As novas tecnologias de pagamento e de identificação de produtos, que substituem o atendimento humano em caixas, prometem redesenhar o varejo alimentar. A corrida começou pelo mercado de conveniência e promete se alastrar para lojas de vizinhança e supermercados tradicionais.
Em parceria com o Carrefour, a startup Zaitt, do Espírito Santo, lançou sua primeira unidade em São Paulo em março. Com serviço 24 horas, a loja não tem funcionários no atendimento ao público. Tudo é feito pelo cliente com a ajuda de um aplicativo e câmeras para reconhecimento facial.
A Lojas Americanas, que controla a B2W, inaugurou no Rio de Janeiro, em fase de testes, a loja de conveniência autônoma Ame Go, onde o pagamento é feito pelo aplicativo do grupo, o Ame. Sensores instalados nas gôndolas registram a retirada ou a devolução dos produtos.
O mercado de conveniência é dominado pelos postos de gasolina, com mais de 8 mil lojas no país que faturaram R$ 7,5 bilhões em 2018, segundo a Associação Nacional das Distribuidoras de Combustível (Plural).
Rodrigo Miranda, sócio-fundador da Zaitt, disse que a aposta em tecnologia vem para reduzir o tempo de compra e dar segurança ao cliente. Só quem é cadastrado no aplicativo da empresa pode entrar e sair das lojas. Para abrir a porta de entrada, é preciso escanear um QR code ou passar por reconhecimento facial. No interior da loja tudo é acompanhado por câmeras e é possível escolher entre dois formatos de compra.
No primeiro, por meio da tecnologia Scan&Go, o cliente escaneia com o seu celular os códigos existentes nas gôndolas e os produtos são incluídos no carrinho virtual. Ao fim da visita, o valor é debitado automaticamente no cartão de crédito cadastrado no aplicativo.

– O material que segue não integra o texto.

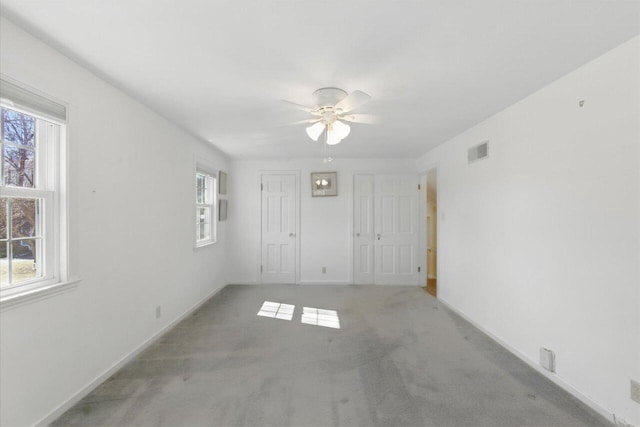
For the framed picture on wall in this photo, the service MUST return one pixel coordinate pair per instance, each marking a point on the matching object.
(222, 183)
(222, 210)
(324, 184)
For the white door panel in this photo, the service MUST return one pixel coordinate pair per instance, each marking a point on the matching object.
(386, 229)
(363, 236)
(396, 223)
(279, 225)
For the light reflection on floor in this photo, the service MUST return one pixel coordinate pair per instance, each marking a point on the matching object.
(277, 310)
(320, 317)
(310, 315)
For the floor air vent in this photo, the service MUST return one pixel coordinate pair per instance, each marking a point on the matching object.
(478, 152)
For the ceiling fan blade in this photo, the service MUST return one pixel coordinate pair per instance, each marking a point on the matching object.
(305, 121)
(299, 107)
(353, 101)
(368, 119)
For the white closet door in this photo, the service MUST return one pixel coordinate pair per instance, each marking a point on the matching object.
(279, 228)
(363, 230)
(396, 228)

A segunda opção dispensa o uso do celular e basta recolher os produtos e seguir para a saída. Em um hall, entre as duas portas de acesso, as compras são identificadas automaticamente graças à tecnologia de identificação por radiofrequência (RFID, na sigla em inglês). O cliente confirma a sua identidade e a lista de compras em uma tela, e o valor é debitado. Então a porta da rua se abre. “Tudo pode acontecer em menos de um minuto. Não encarar filas é o principal atrativo para o consumidor. Além, é claro, da segurança”, disse Miranda. A empresa tem 17,5 mil clientes inscritos no aplicativo.
Até o fim de 2019 a meta da Zaitt é chegar a 20 unidades só em São Paulo, com foco na zona oeste, a partir do Itaim Bibi. Para tal, conta com um grupo de investidores mantidos em sigilo. O modelo de franquia não está nos planos. Até agora, diz Miranda, o negócio exigiu dos sócios investimento de US$ 1 milhão, incluídos gastos com a primeira loja, em Vitória.

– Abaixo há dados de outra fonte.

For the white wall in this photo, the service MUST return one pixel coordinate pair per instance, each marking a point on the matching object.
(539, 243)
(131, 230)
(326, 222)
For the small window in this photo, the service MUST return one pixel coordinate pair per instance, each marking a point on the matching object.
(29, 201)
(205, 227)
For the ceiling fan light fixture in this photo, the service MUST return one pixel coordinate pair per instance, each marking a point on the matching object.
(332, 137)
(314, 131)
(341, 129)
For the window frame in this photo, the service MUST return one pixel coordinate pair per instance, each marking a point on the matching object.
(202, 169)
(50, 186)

Criada por quatro engenheiros recém-formados, a Zaitt surgiu em 2016 como um delivery de bebidas e logo abriu uma loja física com venda de salgadinhos e chocolates, que evoluiu para as unidades autônomas. O serviço de entregas, embora tenha perdido o protagonismo da operação, não foi abandonado. Sob o nome de Shipp, transformou-se em um “delivery de tudo”, usando geolocalização para ofertar produtos de 1.751 lojas de terceiros ao consumidor final, valendo-se para isso de 13 mil entregadores cadastrados. A receita vem pela cobrança de comissão de 27% sobre o valor das vendas.

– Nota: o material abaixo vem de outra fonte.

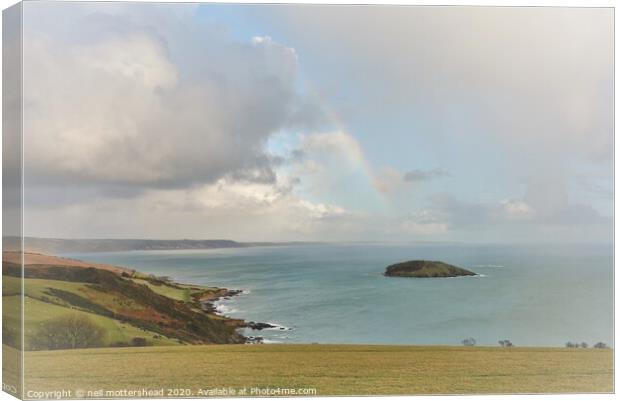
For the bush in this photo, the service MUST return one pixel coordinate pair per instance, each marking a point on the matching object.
(469, 342)
(68, 332)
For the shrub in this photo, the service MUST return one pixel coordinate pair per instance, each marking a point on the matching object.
(469, 342)
(68, 332)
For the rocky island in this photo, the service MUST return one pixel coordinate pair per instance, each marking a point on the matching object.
(425, 269)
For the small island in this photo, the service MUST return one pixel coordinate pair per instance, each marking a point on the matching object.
(426, 269)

Para fornecimento e logística de abastecimento, a Zaitt fechou parceria comercial com o Carrefour. Segundo a CEO da unidade Carrefour eBusiness, Paula Cardoso, a participação no negócio é encarada como um laboratório, em linha com a estratégia global de estreitar relações com startups que tragam competências para acelerar a transformação digital do grupo. “Estamos aprendendo sobre o modelo de jornada das lojas autônomas, o que pode ser interessante para o crescimento do Carrefour”, afirma. Ela acrescenta que está nos planos acompanhar a expansão da Zaitt, cujas lojas não são encaradas como concorrência ao formato Express do Carrefour. “A Zaitt é menor e tem outra proposta de valor, com uma profundidade de sortimento absolutamente diferente. Funciona mais como um complemento à nossa rede”, conclui.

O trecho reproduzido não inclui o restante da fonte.